Göz kırparak yanımdan uzaklaştı. Hadi ama ben o ukalayla nasıl sevgili olurdum ki?

Basketbol da girdiğimiz iddiada umarım ben kazanırdım. Yoksa rezil olmak an meselesi olurdu.

Birde sesimi kaydetmişti o yakın dostum olacak hain!

"Merhaba Hana"

Okula daha bugün gelmişti ve ben onu 3.keredir görüyordum. Sürekli karşıma çıkmasa ne olurdu sanki!

Bir kamyon dolusu küfür edecektim sonunda o olacaktı!

"Seni çok kolay yeneceğim Hana"

"Pardon da senin beni yenmen matematikçinin bana düşük puan vermesiyle aynıdır."

"Merak etme yakında kurduğun tahtı kıracağım."

Ne diyordu bu değişik?

"Algılamadın sanırım yani kısacası okul birinciliğin elden gidiyor."

Bu değişik her dalda bana rakip olmaya felan mı gelmişti?

Değişik işte ne olacak!

"Beni asla ve asla hiç bir şeyde yenemezsin Kim Namjoon!"

"Asla ve asla deme Choi Hana"

"Sen bana bakmaya mı geldin yoksa laf dalaşına mı? Git bana su getir."

"Amaç dersten kaçmak diyelim"

"Benim sayemde dersten kaçmış oluyorsun git ve bana su getir."

"İyi madem getiriyorum."

"Yanında kola ve karışık tost olsun"

Sinirle baş sallamasına gülerek geriye yaslandım. Sanırım bu 1 saat içinde gerçekten eğlenecektim.

Telefonumdan herhangi bir oyuna girdim. Süründürecektim o ukalayı

Bana dediği her bir kelime için pişman edecektim

Aslında ona karşı bir kinim yoktu ama hareketleri ve davranışları bana ters geliyordu, şöyle ağzının ortasına vurasım geliyordu

Bir kaç dakika içinde Namjoon gelirken aldığı eşyaları yanımdaki küçük çekmecenin üstüne koydu.

"Ben telefonla oynuyorum.

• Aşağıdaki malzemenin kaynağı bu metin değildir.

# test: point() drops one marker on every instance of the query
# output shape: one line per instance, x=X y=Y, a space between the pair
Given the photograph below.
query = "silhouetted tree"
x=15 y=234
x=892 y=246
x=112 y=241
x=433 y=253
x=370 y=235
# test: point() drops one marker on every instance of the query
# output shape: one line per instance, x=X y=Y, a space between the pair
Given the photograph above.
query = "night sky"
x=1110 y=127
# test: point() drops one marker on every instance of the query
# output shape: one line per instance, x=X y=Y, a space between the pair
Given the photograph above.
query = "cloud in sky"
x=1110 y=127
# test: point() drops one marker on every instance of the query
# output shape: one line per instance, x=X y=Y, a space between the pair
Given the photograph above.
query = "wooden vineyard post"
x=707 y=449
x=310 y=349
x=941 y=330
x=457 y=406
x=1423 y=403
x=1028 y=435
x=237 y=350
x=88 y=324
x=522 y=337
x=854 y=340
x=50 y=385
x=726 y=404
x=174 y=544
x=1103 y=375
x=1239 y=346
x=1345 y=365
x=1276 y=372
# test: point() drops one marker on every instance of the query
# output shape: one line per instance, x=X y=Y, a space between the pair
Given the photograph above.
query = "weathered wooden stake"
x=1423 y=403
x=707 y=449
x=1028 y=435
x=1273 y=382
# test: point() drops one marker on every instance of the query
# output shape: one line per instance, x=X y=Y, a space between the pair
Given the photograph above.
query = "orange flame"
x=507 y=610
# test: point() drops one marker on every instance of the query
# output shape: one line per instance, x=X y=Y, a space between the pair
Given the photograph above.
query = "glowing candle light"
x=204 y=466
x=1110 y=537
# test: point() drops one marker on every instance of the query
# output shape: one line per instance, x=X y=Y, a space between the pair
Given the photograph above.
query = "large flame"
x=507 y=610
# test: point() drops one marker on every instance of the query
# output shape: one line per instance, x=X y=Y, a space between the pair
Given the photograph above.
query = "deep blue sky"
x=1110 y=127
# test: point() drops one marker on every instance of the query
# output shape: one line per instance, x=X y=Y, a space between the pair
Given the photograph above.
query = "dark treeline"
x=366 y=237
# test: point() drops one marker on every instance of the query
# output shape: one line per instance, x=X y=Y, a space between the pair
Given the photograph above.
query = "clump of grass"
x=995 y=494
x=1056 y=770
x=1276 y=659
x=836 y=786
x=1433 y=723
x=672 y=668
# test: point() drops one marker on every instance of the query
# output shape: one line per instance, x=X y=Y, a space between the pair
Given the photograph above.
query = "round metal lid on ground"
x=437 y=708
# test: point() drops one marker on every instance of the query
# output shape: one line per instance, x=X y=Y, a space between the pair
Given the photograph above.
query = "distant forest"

Yedir bana yemeğimi"

"Gördüğüm kadarıyla elin ve kolun yerinde duruyor. O yüzden kendin yiyebilirsin."

"Hatırlatırım ki benim sayemde dersten kaçt-

"Bir daha bana benim sayemde veya ders lafı felan çıkarsa seni müdüre şikayet ederim"

Yalnız ben bunu döverim! Sen kimsin ki beni tehdid ediyorsun köpek!

"Çok merak ediyorum beyefendi acaba hasta birisini neden durup dururken müdüre şikayet ediyorsun?"

"Hasta olmadığın halde burada yatıyorsun."

Sanırım foyam ortaya çıktı

Ama yalan söylemiyordum ki kafama top gelmişti top hemde eşşek ölüsü kadar ağır olan basketbol topu!

"Ne biliyorsun da konuşuyorsun sen ha, ölecektim ben neredeyse"

"Basketbol topuyla mı?"

"Evet"

"Hiç sanmıyorum, basketbol oyuncusu olarak kim bilir kafana kaç kere top gelmiştir"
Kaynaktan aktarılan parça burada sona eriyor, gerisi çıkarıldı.